The notable presence of young, attentive listeners in this Ronnie’s audience spoke volumes about Kurt Rosenwinkel’s influence among the next generation of up-and-coming musicians. As he demonstrated here, he unquestionably belongs in a select group of guitarists including John Scofield and Bill Frisell, who, through a skilful synthesis of technique and electronic effects, have crafted a deeply personal sound that would rarely trouble anyone in a blindfold test.

On this gig, Rosenwinkel headed up a quartet which paced itself like a pack of elite marathon runners during a set of serious post-bop originals spanning nearly two hours. For the first four numbers, the tempos of the tunes barely exceeded a gentle canter, yet the brawny and unpretentious playing of Eric Revis on bass and Justin Faulkner on drums maintained a slow-burning intensity, which later progressed into a full-on simmer on the samba undertow of ‘Brooklyn Sometimes’. This is a rhythm section who make it emphatically clear about where ‘one’ is in each bar, which served the music well in this case.

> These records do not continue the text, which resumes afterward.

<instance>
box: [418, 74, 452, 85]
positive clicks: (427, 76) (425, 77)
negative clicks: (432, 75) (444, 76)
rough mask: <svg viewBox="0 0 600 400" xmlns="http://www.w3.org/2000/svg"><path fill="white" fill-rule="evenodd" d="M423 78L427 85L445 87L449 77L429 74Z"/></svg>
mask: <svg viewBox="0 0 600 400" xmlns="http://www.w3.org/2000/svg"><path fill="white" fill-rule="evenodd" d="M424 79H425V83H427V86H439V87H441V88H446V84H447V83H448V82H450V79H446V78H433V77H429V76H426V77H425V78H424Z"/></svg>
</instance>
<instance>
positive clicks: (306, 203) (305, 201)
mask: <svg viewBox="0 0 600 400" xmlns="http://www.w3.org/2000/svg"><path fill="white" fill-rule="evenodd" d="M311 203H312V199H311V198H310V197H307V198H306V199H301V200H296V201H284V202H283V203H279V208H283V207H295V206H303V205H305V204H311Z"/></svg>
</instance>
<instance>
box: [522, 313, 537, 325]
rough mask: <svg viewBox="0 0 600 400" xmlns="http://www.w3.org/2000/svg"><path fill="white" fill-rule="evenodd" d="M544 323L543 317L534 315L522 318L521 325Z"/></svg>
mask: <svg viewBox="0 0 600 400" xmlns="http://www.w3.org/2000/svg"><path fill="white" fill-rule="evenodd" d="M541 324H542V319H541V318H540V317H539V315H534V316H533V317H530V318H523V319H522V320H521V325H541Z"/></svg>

The rather oblique heads of some of Rosenwinkel’s tunes came and went fleetingly, barely registering in the memory. This brought the improvisation into much sharper focus, and with some meaty and unconventional harmonic progressions to get stuck into, Rosenwinkel and the impressive Aaron Parks on piano stretched out, showcasing their contrasting approaches. Rosenwinkel favoured effusive and densely contoured phrases of sustained notes which sung through like a horn player’s lines and he occasionally allowed himself the odd flourish of metal-head guitar heroics. Parks, on the other hand, constructed his more spacious solos with Zen-like restraint, avoiding the merest hint of cliché or a half-baked idea. It is not hard to see why Kit Downes is a fan.

Compared to Rosenwinkel’s nonchalantly breezy playing with his standards trio, this music demanded a significant investment of patience from the listener. The pay-off—which became more and more apparent as the tempos finally broke free of their shackles towards the end—was a thrillingly absorbing set that was about as good as a guitar-led ensemble can get.